Peyton, age one
For those of you who haven't noticed yet, I'm uber-sappy. (Yeah, I'm sarcastic and have a little bite, but for the most part I'm a sad little mushy sap.) If you follow me on Twitter (I'm at @lisavandegeyn) or you're friends with me on Facebook, you'll know that Peter and I have been watching Six Feet Under on DVD. (We're a little late to the party, I know. The critically acclaimed series aired on HBO from 2001 to 2005.) On Monday night we watched the series finale titled "Everyone's Waiting" and holy cow, I bawled (and bawled and bawled some more. In fact, Peter's eyes welled and he was a mere sniffle away from shedding tears). I haven't been able to get it out of my head. I watched it again (um...three times...) yesterday and, no big shock, got all choked up.
For those of you who haven't seen it, no spoilers here. But the show takes place in a funeral home and people die. And in the end, everyone dies. (Like in, well, real life.)
I am known to take my TV viewing too seriously (and this isn't the first time I've cried during a show. I was very emotional when Cliff and Clair Huxtable danced off The Cosby Show set and when — wait, I'm getting verklempt — the gang at West Beverly High (Beverly Hills, 90210, of course) donned their caps and gowns and graduated). Tonight while making dinner I told Peter that I had a particularly crappy, unproductive day, and I blamed it on thinking about Six Feet Under.
Me: "That finale was absolutely, totally incredible."
Peter: "Yeah, it was really good."
Me: "I shouldn't watch stuff like that; I could burst into tears any minute thinking about it. It really shows you that death happens. Everyone dies."
Peter: "Seriously? Like you didn't realize that before watching Six Feet Under?"
Me: (Under my breath: Smart ass.) "That's not what I mean. It makes you think that one day everyone close to you will be gone. Our parents, our siblings, each other, our kids, me. At some point we're going to have to go through watching our family die, and our kids are going to have to watch us die."
Peter: (Silence.) "Addy, eat your nachos."

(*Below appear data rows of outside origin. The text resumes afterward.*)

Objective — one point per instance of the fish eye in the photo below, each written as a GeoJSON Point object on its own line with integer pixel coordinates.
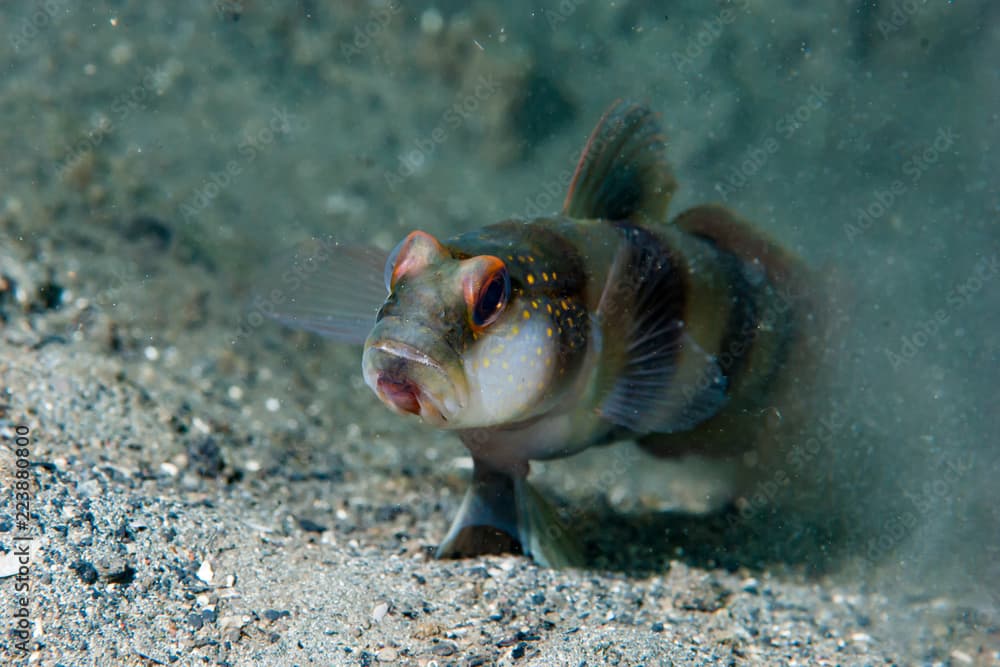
{"type": "Point", "coordinates": [492, 298]}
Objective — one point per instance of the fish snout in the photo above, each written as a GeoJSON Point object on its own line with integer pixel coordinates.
{"type": "Point", "coordinates": [410, 380]}
{"type": "Point", "coordinates": [403, 395]}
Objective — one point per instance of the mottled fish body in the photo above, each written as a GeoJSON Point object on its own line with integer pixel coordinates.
{"type": "Point", "coordinates": [538, 339]}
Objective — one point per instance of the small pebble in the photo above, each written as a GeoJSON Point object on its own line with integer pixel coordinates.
{"type": "Point", "coordinates": [205, 572]}
{"type": "Point", "coordinates": [379, 611]}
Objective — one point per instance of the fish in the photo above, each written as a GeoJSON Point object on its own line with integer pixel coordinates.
{"type": "Point", "coordinates": [537, 339]}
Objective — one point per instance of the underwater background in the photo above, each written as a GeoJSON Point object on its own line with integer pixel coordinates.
{"type": "Point", "coordinates": [206, 487]}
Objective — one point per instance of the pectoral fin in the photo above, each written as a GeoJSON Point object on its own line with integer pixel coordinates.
{"type": "Point", "coordinates": [658, 379]}
{"type": "Point", "coordinates": [329, 288]}
{"type": "Point", "coordinates": [504, 514]}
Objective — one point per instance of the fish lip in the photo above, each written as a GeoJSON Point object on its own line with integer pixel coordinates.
{"type": "Point", "coordinates": [408, 352]}
{"type": "Point", "coordinates": [433, 409]}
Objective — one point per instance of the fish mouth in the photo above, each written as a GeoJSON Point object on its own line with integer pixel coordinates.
{"type": "Point", "coordinates": [410, 381]}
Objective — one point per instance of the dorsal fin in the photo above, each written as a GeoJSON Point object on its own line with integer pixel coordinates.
{"type": "Point", "coordinates": [623, 171]}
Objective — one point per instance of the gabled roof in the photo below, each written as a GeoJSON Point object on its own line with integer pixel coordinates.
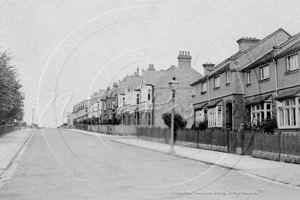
{"type": "Point", "coordinates": [287, 94]}
{"type": "Point", "coordinates": [295, 47]}
{"type": "Point", "coordinates": [266, 58]}
{"type": "Point", "coordinates": [136, 82]}
{"type": "Point", "coordinates": [151, 77]}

Here's my point. It reminded me of something my mother said over the holidays about that picture above. Peyton is really into pushing things around from one room to the next these days. If she can move it, she'll push it. Here she's pushing Addy's little pink chair across my kitchen floor; at my parents' house she pushes around one of those toddler-walker-car toys. We were sitting and drinking our coffee at my kitchen table and my mom said that she loves watching Peyton pushing things around because — great, now I'm in tears and can't see my laptop screen — when Peyton does it, my mom thinks she looks like an old lady pushing her walker around, and it makes her happy that even though she won't be around to see my kids when they're old ladies, she feels like Peyton will have a good, long, full life because she can almost see what Peyps will look like when she's shuffling around with a walker in her nineties.
(Question: Am I the only one sniffling here?)
When I think about Addyson and Peyton growing up, I can't stand to think about us or our families not being around to watch every minute. I get what my mom meant — there's nothing I want more than for my girls to be happy and healthy and live a long, full life. And I hope that one day, 90 years from now, Addy and Peyton are hanging out with their walkers watching their great-grandchildren play. I just can't fathom them being old ladies and me not being with them, even though I know that's the way it is and should be. (Circle of life and all that.)
Do you ever think about what the future holds for your kids? When you think about what's to come way down the road, how do you see them? Ever wonder how their lives will unfold or picture them when they're old and grey? (Come on, folks. Me and my apparently equally sappy mother can't be the only ones.)